Learning Theory
Assumption
- data in training set and test set are from the same distribution
- all samples are sampled independently
- Learning Algorithm is deterministic function, while output parameter is a random variable(sampling distribution), but there is a "true parameter" that is fixed but unknown, and we wish to get close.
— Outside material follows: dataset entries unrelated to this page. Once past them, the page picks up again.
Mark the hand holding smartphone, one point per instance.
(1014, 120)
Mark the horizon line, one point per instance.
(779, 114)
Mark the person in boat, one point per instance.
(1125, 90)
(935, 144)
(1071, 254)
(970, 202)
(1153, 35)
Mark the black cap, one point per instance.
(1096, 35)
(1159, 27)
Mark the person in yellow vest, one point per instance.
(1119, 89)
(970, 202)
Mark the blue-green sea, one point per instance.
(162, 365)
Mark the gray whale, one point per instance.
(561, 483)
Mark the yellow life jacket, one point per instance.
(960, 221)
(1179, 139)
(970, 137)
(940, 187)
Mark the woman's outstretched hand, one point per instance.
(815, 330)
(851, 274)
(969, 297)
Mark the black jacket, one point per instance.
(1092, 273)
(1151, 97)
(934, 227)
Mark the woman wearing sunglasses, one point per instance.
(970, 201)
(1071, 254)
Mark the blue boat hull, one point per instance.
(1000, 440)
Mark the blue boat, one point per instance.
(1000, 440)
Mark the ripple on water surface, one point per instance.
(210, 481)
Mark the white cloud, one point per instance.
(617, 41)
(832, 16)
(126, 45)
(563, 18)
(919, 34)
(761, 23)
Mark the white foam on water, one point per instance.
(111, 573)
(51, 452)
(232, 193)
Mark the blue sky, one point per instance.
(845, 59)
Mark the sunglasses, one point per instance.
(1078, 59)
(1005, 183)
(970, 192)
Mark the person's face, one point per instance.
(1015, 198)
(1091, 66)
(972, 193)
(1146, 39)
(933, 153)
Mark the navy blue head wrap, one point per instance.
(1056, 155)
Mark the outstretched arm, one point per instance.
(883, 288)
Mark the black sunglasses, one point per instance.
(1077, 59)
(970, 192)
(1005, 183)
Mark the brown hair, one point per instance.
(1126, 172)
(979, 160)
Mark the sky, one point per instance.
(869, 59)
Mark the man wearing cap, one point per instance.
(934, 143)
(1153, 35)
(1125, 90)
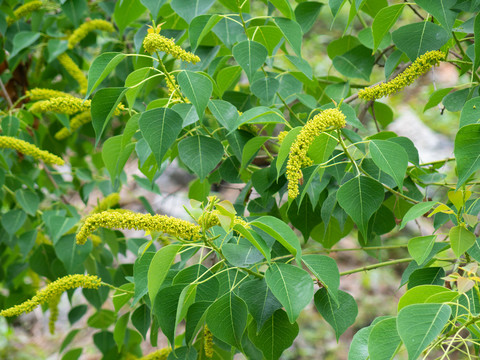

Parameter view of fitting degree
- bias is how far the estimated parameter is to the true parameter
- variance is how stable and similar when repeating the learning process
- actually first moment and second moment property
we wish when we increase the number of samples, variance tends to be 0. And if \(\theta \rightarrow \theta^{*}\),this model can be called unbiased estimator.
-
g: best possible hypothesis
-
\(h^{*}\): best in class \(\mathcal{H}\)
-
\(h\): learn from finite data
-
empirical risk
- \(\hat{\varepsilon}(h)=\frac{1}{m} \sum_{i=1}^{m} 1\left\{h\left(x^{(i)}\right) \neq y^{(i)}\right\}\)
- wrong classification rate in the training set
-
generalization error
- $\varepsilon(h)=P_{(x, y) \sim \mathcal{D}}(h(x) \neq y) $
- probability of making a mistake on a new example
-
Bayes error \(\varepsilon(g)\): irreducible mistake rate
-
Approximation error \(\varepsilon(h^{*}) - \varepsilon(g)\)
- attribution of the class
-
Estimation error \(\varepsilon(\hat{h}) - \varepsilon(h^{*})\)
-
generalization error
- = irreducible error + Approximation error + Estimation error
- = irreducible error + bias + variance
Fight variance
- increase the number of samples
- regularization(may cause bias but can reduce variance significantly)
Fight high Bias
- make class \(\mathcal{H}\) bigger
- reduce bias, increase variance
- opposite to regularization
ERM: Empirical Risk Minimizer
-
\(\hat{h}=\arg \min _{h \in \mathcal{H}} \hat{\varepsilon}(h)\)
-
Uniform convergence
- \(\hat{\varepsilon}(h)\) vs \(\varepsilon(h)\) : relationship between empirical risk and generalization erro
- \(\varepsilon(h)\) vs \(\varepsilon(h^{*})\) : how to measure the distance between our result and the best result in this class
- tools
- Union bound
- Hoeffding's Inequality
- \(P(|\phi-\hat{\phi}|>\gamma) \leq 2 \exp \left(-2 \gamma^{2} m\right)\)
- Hoeffding's Inequality is used to restrict the problem 1 for a certain hypothesis, applying this and union bound to all hypothesis is called uniform convergence
Finite hypothesis class
-
Assume that \(|\mathcal{H}| = k\)
-
\(\begin{aligned} P\left(\exists h \in \mathcal{H} \cdot\left|\varepsilon\left(h_{i}\right)-\hat{\varepsilon}\left(h_{i}\right)\right|>\gamma\right) &=P\left(A_{1} \cup \cdots \cup A_{k}\right) \\ & \leq \sum_{i=1}^{k} P\left(A_{i}\right) \\ & \leq \sum_{i=1}^{k} 2 \exp \left(-2 \gamma^{2} m\right) \\ &=2 k \exp \left(-2 \gamma^{2} m\right) \end{aligned}\)
-
\(m\) stands for the size of the dataset, set the right side as \(\delta\), which stands for the probability of making a mistake greater than \(\gamma\) , we can solve one of the three with others fixed. e.g. \(m \geq \frac{1}{2 \gamma^{2}} \log \frac{2 k}{\delta}\)
-
compare our performance to that of \(h^{*}\):
- \(\begin{aligned} \varepsilon(\hat{h}) & \leq \hat{\varepsilon}(\hat{h})+\gamma \\ & \leq \hat{\varepsilon}\left(h^{*}\right)+\gamma \\ & \leq \varepsilon\left(h^{*}\right)+2 \gamma \end{aligned}\)
- \(\varepsilon(\hat{h}) \leq\left(\min _{h \in \mathcal{H}} \varepsilon(h)\right)+2 \sqrt{\frac{1}{2 m} \log \frac{2 k}{\delta}}\)
-
for infinite dimension, use VC dimension, and get a similar result:
- \(\varepsilon(\hat{h}) \leq \varepsilon\left(h^{*}\right)+O\left(\sqrt{\frac{d}{m} \log \frac{m}{d}+\frac{1}{m} \log \frac{1}{\delta}}\right)\)